OK, OK, this is kind of a good question here. So I'm getting a question about the A,TM-complement, which is-- since we have a recognizer for A,TM, if I'm doing justice to this question, we have a recogniser for A,TM, so why can't we just invert the answer? Flip the answer around, and now, we have a recognizer for the complement of A,TM, A,TM-complement. So why doesn't that work?
Well, the reason that doesn't work is because the recognizer for A,TM might be rejecting some things by looping. And now, if you just flip the accepting and rejecting, when it hits one of those halting states, it's going to give the reverse answer. But when it rejects by looping, it'll continue to reject by looping. So you won't get the complementary language coming out.
So if it would be helpful, I can go back to that slide here, which proves that A,TM-complement is unrecognizable because maybe we should start with the bottom. We know that A,TM is recognizable and undecidable, right? We already proved those two facts. A,TM is recognizable from the universal Turing machine, and it's undecidable by the diagonalization argument. Those two things together tell us that the complement has to be unrecognizable because if a language and its complement are both recognizable-- and we already know the language itself is recognizable. So now, if the complement is also recognizable, the language is going to be decidable by the upper theorem.

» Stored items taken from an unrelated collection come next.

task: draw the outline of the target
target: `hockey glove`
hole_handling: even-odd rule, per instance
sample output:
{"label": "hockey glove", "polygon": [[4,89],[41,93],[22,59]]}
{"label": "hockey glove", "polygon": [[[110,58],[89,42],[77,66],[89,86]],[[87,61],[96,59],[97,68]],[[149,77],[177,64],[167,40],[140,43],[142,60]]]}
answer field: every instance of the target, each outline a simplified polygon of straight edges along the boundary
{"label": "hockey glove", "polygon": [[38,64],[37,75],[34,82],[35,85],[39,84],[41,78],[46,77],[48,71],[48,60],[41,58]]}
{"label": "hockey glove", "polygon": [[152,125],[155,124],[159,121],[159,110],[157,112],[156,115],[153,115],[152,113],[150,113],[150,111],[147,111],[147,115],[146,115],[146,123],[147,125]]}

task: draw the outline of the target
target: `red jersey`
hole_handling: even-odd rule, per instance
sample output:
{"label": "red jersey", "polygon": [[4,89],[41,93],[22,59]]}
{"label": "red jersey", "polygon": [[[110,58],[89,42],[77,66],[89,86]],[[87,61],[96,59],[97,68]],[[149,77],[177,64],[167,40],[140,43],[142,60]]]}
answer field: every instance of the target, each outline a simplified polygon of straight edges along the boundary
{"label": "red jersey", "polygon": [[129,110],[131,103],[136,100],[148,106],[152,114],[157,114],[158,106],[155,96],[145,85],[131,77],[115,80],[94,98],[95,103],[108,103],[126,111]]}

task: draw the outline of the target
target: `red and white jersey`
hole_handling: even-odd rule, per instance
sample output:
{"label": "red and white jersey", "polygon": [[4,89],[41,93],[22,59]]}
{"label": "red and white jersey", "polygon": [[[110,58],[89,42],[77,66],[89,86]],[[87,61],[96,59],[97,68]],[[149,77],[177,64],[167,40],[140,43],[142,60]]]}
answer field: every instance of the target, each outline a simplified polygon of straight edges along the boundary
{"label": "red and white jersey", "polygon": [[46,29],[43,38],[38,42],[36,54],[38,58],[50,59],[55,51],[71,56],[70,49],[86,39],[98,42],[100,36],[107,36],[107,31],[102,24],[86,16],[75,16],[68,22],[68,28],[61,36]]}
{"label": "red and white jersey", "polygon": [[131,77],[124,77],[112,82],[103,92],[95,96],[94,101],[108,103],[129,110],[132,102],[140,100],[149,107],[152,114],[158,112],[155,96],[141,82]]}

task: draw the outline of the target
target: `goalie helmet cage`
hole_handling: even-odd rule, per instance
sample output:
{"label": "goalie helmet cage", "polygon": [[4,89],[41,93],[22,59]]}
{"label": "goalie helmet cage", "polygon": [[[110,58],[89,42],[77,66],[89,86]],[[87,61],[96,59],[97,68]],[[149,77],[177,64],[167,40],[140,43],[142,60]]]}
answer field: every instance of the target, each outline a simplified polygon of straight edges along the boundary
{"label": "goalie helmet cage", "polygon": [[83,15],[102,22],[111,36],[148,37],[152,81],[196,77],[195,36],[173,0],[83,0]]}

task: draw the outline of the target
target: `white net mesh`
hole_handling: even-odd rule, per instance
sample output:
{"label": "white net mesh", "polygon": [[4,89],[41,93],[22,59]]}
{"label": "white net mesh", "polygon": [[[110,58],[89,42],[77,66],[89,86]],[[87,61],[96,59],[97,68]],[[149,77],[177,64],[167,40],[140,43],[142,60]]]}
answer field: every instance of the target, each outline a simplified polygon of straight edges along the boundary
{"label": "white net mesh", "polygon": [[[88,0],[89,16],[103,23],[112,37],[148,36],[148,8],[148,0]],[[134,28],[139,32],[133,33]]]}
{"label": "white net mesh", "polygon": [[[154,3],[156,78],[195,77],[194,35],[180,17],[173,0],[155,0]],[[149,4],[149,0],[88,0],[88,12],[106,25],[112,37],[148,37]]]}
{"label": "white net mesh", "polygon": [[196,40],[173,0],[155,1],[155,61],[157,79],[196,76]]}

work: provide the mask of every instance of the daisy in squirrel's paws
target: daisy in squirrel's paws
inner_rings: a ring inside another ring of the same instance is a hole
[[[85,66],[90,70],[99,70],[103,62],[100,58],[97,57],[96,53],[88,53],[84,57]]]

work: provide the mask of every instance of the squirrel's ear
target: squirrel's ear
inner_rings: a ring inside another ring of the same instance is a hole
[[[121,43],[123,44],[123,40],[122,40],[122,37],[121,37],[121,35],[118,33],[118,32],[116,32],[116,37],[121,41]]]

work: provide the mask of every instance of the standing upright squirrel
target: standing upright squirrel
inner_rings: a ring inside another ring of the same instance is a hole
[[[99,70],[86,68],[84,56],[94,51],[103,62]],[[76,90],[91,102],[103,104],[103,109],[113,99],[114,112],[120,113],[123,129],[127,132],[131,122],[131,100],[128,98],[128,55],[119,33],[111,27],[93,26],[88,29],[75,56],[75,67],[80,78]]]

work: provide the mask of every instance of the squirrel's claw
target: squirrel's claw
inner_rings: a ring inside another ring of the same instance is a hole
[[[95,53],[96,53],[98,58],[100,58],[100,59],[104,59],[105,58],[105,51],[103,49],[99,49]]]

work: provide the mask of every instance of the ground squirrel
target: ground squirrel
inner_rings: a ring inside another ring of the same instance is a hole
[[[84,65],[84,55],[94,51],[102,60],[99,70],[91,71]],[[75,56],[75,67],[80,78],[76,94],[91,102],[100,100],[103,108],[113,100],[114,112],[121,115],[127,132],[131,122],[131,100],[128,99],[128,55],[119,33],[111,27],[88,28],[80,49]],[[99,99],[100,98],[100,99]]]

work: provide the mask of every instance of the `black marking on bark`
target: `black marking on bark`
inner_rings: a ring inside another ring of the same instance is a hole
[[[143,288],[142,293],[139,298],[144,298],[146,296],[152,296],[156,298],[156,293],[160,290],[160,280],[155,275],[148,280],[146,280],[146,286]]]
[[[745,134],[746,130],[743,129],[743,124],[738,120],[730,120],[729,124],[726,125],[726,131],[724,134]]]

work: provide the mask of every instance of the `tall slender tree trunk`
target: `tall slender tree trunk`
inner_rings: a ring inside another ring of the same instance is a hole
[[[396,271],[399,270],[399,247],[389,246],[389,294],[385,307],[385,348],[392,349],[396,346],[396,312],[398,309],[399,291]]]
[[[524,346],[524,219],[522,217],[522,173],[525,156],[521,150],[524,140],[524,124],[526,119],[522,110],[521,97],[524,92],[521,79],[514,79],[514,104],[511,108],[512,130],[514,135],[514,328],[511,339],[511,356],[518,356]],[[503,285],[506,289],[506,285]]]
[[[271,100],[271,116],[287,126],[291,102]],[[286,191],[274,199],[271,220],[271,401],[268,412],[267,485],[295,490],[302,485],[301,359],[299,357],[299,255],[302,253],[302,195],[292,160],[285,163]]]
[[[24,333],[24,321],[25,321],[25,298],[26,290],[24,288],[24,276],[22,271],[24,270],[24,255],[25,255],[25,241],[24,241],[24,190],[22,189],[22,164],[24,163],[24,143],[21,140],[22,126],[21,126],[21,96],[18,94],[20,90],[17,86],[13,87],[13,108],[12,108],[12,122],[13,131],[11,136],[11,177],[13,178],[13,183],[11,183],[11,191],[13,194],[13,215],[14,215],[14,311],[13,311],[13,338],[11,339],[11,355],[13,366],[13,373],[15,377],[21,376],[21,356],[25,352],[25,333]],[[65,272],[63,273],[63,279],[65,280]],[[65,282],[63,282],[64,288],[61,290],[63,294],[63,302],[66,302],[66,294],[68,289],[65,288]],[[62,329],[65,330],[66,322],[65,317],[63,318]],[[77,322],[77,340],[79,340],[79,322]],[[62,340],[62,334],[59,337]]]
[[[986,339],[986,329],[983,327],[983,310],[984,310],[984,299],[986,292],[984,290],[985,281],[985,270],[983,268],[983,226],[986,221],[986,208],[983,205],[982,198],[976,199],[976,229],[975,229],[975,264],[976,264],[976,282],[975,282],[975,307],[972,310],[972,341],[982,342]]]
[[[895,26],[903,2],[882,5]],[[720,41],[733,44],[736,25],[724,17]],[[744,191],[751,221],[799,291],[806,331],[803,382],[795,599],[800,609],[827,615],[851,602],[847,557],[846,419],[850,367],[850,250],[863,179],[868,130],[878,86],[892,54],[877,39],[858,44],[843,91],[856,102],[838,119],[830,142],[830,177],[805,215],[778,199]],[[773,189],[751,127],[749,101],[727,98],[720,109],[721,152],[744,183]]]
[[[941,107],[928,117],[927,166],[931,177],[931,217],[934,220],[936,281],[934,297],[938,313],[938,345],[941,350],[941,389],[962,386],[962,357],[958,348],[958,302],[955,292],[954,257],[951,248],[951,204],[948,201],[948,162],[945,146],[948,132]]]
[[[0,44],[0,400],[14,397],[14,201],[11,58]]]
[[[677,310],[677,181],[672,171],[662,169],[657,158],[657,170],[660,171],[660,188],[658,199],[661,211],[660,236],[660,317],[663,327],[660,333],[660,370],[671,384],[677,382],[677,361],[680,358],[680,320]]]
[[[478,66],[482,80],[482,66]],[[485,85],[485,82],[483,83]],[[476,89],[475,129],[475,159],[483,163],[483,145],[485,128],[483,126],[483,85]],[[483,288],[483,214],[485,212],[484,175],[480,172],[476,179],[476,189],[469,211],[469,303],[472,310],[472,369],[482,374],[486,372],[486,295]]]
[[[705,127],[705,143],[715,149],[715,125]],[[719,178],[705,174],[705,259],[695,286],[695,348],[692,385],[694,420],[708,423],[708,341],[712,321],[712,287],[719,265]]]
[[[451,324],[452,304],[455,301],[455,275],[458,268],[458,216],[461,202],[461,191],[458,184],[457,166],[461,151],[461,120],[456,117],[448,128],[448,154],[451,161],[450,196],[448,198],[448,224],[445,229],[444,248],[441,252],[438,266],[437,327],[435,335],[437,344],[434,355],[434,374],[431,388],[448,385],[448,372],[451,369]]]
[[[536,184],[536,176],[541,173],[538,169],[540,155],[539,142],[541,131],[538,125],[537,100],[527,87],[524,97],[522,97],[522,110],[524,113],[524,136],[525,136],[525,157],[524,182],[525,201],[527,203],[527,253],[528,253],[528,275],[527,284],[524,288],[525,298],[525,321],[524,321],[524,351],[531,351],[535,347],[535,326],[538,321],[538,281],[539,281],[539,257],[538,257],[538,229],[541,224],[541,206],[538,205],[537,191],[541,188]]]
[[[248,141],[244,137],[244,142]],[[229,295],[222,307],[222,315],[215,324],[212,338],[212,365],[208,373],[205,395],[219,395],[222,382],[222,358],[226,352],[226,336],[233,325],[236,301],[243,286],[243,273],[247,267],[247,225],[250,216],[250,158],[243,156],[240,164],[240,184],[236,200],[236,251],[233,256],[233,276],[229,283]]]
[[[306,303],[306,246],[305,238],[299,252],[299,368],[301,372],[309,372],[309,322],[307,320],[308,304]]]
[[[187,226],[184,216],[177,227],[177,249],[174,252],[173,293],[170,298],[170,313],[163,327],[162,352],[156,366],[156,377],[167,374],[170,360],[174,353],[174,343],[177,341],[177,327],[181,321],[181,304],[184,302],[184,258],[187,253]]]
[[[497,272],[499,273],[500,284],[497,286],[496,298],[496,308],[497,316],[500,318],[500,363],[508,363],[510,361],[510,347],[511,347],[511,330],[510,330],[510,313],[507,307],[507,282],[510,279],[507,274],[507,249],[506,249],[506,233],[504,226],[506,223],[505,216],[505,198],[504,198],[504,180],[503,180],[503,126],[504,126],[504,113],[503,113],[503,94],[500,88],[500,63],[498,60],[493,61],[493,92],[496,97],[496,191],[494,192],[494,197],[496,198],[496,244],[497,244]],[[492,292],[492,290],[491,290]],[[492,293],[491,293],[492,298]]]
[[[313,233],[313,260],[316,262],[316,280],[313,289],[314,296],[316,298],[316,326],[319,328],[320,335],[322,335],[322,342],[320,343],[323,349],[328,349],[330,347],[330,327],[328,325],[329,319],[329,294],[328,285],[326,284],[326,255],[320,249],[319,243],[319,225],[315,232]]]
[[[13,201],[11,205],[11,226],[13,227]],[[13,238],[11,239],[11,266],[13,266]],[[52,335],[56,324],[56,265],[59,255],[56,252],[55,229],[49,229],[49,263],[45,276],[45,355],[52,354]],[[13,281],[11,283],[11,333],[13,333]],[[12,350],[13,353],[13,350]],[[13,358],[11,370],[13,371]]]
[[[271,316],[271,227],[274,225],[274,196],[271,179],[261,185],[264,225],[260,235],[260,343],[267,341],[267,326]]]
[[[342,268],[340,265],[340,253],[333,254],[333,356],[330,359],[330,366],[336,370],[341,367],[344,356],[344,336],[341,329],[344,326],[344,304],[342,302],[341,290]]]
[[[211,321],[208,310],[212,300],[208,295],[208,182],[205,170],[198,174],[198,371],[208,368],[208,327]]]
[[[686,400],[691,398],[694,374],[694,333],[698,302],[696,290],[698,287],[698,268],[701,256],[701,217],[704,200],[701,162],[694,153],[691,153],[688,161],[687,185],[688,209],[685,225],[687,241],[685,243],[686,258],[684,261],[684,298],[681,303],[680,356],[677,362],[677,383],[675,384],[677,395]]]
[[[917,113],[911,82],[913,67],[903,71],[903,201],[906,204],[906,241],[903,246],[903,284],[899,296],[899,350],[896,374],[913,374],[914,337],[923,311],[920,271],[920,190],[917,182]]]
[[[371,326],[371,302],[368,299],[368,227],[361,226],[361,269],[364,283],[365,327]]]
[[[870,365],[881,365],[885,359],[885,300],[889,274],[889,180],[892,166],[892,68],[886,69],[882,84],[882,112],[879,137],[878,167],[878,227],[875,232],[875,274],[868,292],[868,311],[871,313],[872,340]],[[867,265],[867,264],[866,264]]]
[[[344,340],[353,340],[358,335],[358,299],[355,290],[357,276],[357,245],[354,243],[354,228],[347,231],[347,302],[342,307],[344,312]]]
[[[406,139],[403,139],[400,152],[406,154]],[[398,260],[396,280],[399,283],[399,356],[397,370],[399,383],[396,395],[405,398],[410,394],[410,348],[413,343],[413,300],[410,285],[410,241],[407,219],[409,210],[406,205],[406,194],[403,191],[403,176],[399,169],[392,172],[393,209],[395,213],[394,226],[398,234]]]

So it must be the case had either the language itself is unrecognizable, or its complement is unrecognizable. We know the language is recognizable. That's what the universal Turing machine told us. So the only thing left is for the complement to be unrecognizable. You should review that if you didn't get it because this is the kind of reasoning we're going to be building on things like that. So I think it's good to make sure you understand. OK.
OK, the diagram on the right-- so this is just a Venn diagram here. I threw this in at the last minute here. I was worried about it being confusing. That part is-- I'm trying to show that the three classes that we've already talked about-- the languages which are decidable, the languages which are Turing-recognizable, and the languages whose complements are Turing-recognizable. Those are three separate classes of languages. And those come up here in those three regions. These are the decidable ones. Here are the recognizable ones. And here are the ones whose complements are recognizable.
Now if a language is in both the recognizable, and its complement is recognizable-- so it's in both of these bigger regions here-- then this theorem tells you it's decidable. So that's why the intersection of these two regions is marked as being decidable because that means you're in both. OK? But we know that A,TM is sitting out here as recognizable but not decidable.
So A,TM is in the recognizable side, but it's not on the complement of recognizable, A,TM itself. The complement of A,TM is the complement of a recognizable but itself is not recognizable and not decidable. So you got this side of nice, you know-- I hope you think it's nice, but it's sort of a try to summarize things in this little Venn diagram.
So I think I'm going to then sign off. And I'll see you all on Tuesday. And have a good weekend. Bye bye.